In other words, it could have worked, but it doesn't. But it will. Really. Or does it "work" already as long as you keep tweeting that you have a disruption when your disaster recovery doesn't work?

I'm sure a lot of customers really appreciate that there is a need to address business contingency. Problem is, the providers should have done so in advance....

1 0
1. Monday 8th August 2011 12:19 GMT Jon Double Nice
  
  You could mirror your sites in different AWS regions
  
  It's unlikely that both Dublin and Virginia (I think) will both go down at the same time. Then the load balancer stuff should kick in to save your bacon. Just a thought. I only use the free micro tier, but my stuff is all hosted in the USA.
  
  0 0
Monday 8th August 2011 12:03 GMT Anonymous Coward

BPOS?

Anyone else notice BPOS could stand for something else not unreleated?

Big Pile Of Sugar? ;)

Although given our recent experiences you should make it BSPOS, add a steaming in there :)

1 0
Monday 8th August 2011 12:03 GMT Alan Bourke

Odd ...

... because I'm near Dublin, there was one almighty crack of thunder at about 3PM but I didn't hear any more after that.

0 0
Monday 8th August 2011 12:03 GMT Steven 1

Pass the umbrella..

...rain's falling from the clouds....

0 0
Monday 8th August 2011 12:05 GMT amanfromMars 1

Another fine mess, Stanley?

Wow, just love that timeless classic postmodern gobblydegook and unwinese, used as a mass excuse and explanation of failure to supply uninterruptible and incorruptible power services.

1 0
Monday 8th August 2011 12:05 GMT Natalie Gritpants

Is this ironic?

All these cloud service providers felled by something that came out of a cloud?

8 0
Monday 8th August 2011 12:05 GMT Anonymous Coward

Does this count as cloud at all?

How is it different to shared hosting if it's all in one place? I thought cloud was supposed to replicate your stuff a bit better.

0 0
Monday 8th August 2011 12:18 GMT philbo

What, no redundancy?

..I smell redundancies :)

But seriously: isn't a lightning strike knocking out the cloud possibly the most ironically wonderful event possible?

1 0
Monday 8th August 2011 12:18 GMT Anonymous Coward

Eh?

there should have been a lightning conductor to protect the equipment that was struck...

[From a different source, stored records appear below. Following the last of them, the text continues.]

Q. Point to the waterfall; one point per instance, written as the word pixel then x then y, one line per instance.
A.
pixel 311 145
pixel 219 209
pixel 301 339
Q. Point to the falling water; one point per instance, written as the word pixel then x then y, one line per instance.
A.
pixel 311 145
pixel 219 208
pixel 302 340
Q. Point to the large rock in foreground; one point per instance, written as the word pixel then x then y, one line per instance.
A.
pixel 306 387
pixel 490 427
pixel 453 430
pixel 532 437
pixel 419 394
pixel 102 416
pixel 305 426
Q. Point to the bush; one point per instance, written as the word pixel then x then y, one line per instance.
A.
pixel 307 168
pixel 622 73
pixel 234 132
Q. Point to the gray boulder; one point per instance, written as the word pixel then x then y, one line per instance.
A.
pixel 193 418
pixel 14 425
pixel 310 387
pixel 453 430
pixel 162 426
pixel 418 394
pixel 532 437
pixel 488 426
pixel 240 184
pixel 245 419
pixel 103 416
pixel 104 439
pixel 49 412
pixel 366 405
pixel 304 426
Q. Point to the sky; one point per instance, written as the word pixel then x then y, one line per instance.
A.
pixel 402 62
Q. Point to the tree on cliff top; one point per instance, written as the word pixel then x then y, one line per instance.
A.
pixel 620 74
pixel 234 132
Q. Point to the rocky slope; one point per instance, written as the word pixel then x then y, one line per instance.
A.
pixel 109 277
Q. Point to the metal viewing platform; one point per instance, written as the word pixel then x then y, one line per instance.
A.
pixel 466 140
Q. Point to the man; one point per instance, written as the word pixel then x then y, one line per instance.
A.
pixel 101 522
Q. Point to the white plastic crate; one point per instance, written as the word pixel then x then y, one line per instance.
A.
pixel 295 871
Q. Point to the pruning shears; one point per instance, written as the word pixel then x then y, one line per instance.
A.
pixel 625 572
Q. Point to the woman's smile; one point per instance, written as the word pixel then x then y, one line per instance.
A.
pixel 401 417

Yes they are called Pylons, f**king great metal spikes in the gound, usally covering several hundred miles. However if the lightning decides it's found a better route, it will.

However we look at this a positive as we have a (unrealistic) 1 hour SLA to get all systems back on line. Now with this we can say, "see even MS and Amazon take several hours, so can we make it 4 please?"

0 0
Monday 8th August 2011 12:18 GMT Matt Bryant

I iz confuzzled? Who designed these solutions?

Disaster Resilient Datacenter Designs 101 - if it really matters, get your mains supply from two completely seperate mains supplies. This is very expensive, which is probably why cheapo cloud services wouldn't have it. And you need to have that double sourcing for everything, not just the back-end, as it's pointless having your datacenter humming along nicely if your front-end network routers are all offline.

Disaster Resilient Datacenter Designs 102 - diesel gennies are the belt to your mains braces. Yes, they cost a lot, the diesel needs to be churned and replaced every couple of months, but - when the mains is up the creek - those gennies are completely under your control.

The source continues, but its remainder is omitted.